The Sudbury innovation centre's resulting 85 per cent decline in sales made it difficult to continue providing the support and resources that small and medium-sized enterprises had come to rely on to grow and expand their businesses.
“For the most part, early-stage tech companies do not pay us for the service we provide,” Duval explained during an Oct. 14 virtual call. “They're small startup companies; they don't have the financial means."
Like so many other businesses, NORCAT applied for, and received, funding through FedNor to help see it through the hard times.
During an Oct. 14 virtual announcement, the federal funding agency announced $519,000 for NORCAT – through its Regional Relief and Recovery Fund and Regional Growth and Innovation Fund – to go toward two projects.
Of the funding, $429,000 has been earmarked for the construction of NORCAT’s new surface facility at its underground testing centre north of Sudbury.
With construction currently underway, Duval described the $4-million facility as a “destination that really represents Canada's eminence in all that is mining tech.”
The 12,000-square-foot building will include new offices for technology companies, demonstration space, and meeting rooms.
The idea is that, after watching a demonstration at the underground test facility, company and mining execs can move to the surface facility where they can discuss business.

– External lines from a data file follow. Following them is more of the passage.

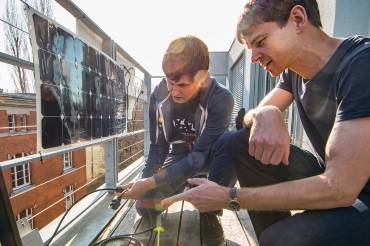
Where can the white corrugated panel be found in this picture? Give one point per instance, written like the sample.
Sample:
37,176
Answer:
237,87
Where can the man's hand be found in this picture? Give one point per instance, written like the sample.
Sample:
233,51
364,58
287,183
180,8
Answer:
269,140
206,196
135,190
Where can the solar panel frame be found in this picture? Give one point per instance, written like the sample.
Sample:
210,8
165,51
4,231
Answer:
80,90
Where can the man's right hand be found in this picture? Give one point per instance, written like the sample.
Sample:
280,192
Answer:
269,140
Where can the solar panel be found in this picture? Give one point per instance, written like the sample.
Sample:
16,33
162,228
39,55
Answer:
82,91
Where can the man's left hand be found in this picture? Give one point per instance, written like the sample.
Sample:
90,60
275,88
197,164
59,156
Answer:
206,196
135,190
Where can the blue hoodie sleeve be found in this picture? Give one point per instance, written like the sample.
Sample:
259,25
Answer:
158,148
219,115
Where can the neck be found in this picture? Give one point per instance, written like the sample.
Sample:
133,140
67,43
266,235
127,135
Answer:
316,50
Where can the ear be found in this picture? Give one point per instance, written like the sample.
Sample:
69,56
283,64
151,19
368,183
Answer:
299,17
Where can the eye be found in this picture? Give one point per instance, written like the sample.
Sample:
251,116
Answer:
261,42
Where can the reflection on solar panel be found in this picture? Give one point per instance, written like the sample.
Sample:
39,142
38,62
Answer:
82,90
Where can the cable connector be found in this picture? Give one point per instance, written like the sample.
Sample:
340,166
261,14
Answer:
119,189
116,202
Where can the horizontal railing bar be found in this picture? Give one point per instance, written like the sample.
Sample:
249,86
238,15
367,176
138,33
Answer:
142,141
119,164
15,61
49,181
40,156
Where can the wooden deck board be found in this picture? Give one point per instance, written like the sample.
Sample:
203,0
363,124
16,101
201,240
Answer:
247,227
237,227
190,226
170,223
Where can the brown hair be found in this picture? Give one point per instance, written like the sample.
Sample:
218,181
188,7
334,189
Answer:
258,11
185,55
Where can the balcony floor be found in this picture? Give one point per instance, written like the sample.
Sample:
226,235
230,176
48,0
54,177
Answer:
181,223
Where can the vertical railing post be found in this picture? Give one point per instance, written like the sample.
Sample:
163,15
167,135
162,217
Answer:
110,160
147,80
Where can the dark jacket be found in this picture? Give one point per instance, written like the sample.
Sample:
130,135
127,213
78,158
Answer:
211,119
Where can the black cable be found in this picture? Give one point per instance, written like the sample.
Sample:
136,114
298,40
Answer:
124,236
120,237
65,214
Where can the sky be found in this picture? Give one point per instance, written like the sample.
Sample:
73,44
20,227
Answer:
145,28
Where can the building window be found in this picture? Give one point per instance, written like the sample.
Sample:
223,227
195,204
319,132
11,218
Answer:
20,174
69,196
11,122
67,160
27,213
24,122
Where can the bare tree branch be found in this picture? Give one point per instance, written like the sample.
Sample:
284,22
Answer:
17,42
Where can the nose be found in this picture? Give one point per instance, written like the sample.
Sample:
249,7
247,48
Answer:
175,90
256,56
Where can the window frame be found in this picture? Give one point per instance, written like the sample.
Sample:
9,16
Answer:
26,173
28,215
67,162
23,122
69,198
11,123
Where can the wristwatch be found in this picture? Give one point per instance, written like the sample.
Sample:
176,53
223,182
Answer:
233,203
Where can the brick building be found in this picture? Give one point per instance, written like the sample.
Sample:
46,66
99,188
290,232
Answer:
44,189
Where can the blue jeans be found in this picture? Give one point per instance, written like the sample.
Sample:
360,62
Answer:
339,226
218,167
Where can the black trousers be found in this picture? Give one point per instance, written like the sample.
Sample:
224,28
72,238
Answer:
312,227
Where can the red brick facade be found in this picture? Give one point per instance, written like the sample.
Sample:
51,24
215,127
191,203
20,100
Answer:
48,180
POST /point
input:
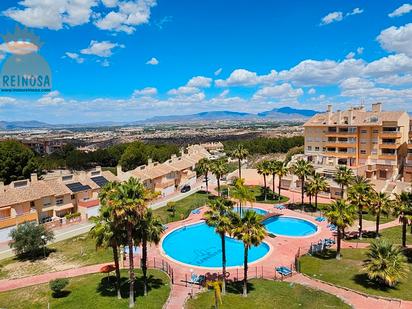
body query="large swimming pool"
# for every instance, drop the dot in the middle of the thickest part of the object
(199, 245)
(289, 226)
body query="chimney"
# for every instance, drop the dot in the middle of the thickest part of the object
(339, 113)
(33, 177)
(119, 170)
(377, 107)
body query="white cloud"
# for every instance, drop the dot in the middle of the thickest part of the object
(153, 61)
(100, 49)
(52, 14)
(148, 91)
(397, 39)
(129, 15)
(218, 71)
(355, 11)
(350, 55)
(312, 91)
(200, 82)
(284, 90)
(242, 77)
(332, 17)
(75, 57)
(403, 9)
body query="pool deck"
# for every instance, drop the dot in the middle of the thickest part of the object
(282, 253)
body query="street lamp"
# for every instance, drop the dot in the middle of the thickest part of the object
(43, 238)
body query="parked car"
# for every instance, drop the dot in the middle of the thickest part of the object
(185, 188)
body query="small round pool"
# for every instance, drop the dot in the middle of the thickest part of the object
(288, 226)
(259, 211)
(200, 245)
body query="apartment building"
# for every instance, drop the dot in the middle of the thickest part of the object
(374, 143)
(43, 200)
(166, 177)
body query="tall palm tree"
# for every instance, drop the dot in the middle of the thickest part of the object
(219, 168)
(263, 169)
(344, 176)
(148, 230)
(319, 184)
(341, 214)
(219, 217)
(203, 168)
(273, 167)
(360, 195)
(403, 209)
(251, 232)
(240, 153)
(242, 193)
(381, 202)
(106, 235)
(282, 171)
(385, 263)
(128, 207)
(302, 169)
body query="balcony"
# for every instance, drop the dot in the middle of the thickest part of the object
(87, 203)
(12, 221)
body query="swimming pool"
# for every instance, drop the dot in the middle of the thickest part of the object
(259, 211)
(199, 245)
(289, 226)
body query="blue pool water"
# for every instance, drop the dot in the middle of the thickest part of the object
(259, 211)
(199, 245)
(288, 226)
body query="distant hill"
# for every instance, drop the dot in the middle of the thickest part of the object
(281, 114)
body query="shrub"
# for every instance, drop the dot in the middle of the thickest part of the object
(29, 238)
(58, 285)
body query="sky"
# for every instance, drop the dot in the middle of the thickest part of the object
(126, 60)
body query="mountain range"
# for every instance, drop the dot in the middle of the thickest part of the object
(280, 114)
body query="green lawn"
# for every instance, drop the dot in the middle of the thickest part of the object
(348, 273)
(183, 207)
(393, 234)
(70, 253)
(269, 294)
(90, 291)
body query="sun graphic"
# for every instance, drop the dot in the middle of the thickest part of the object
(21, 42)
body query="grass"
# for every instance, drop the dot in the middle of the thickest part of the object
(393, 234)
(269, 294)
(183, 207)
(70, 253)
(90, 291)
(348, 273)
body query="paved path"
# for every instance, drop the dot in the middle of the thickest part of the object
(354, 299)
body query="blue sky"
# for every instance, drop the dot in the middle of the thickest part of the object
(128, 60)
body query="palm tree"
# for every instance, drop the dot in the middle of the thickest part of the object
(302, 169)
(403, 209)
(273, 167)
(344, 176)
(251, 232)
(106, 235)
(240, 153)
(359, 194)
(128, 207)
(263, 169)
(203, 168)
(386, 263)
(242, 193)
(342, 215)
(219, 168)
(319, 184)
(381, 202)
(219, 217)
(282, 171)
(148, 230)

FedNor previously provided $1.4 million for the construction of the facility.
NORCAT will use the remaining $90,000 to set up a technology hub to support companies developing software, gaming and apps.
Duval said there had been an increased interest in software development even prior to the onset of the pandemic, and it continues to grow.
“By providing a physical place and a studio and resources to help these software tech entrepreneurs either build and get started, or build their businesses, we're very proud that we can continue to deliver on that regional inno centre mandate,” he said.
Since those early days of the pandemic, things have started to turn around for the innovation centre.
All of its offices have reopened and staff have been recalled, Duval noted, and NORACT has been approached by more entrepreneurs seeking their services over the last six months than at any other time in the centre’s history.
“This is an innate flexibility, a desire to innovate, a desire to take constraints associated with the pandemic and reinvent their businesses,” he said.
Wednesday’s announcement was made by Sudbury MP Paul Lefebvre and FedNor’s director general, Aime Dimatteo.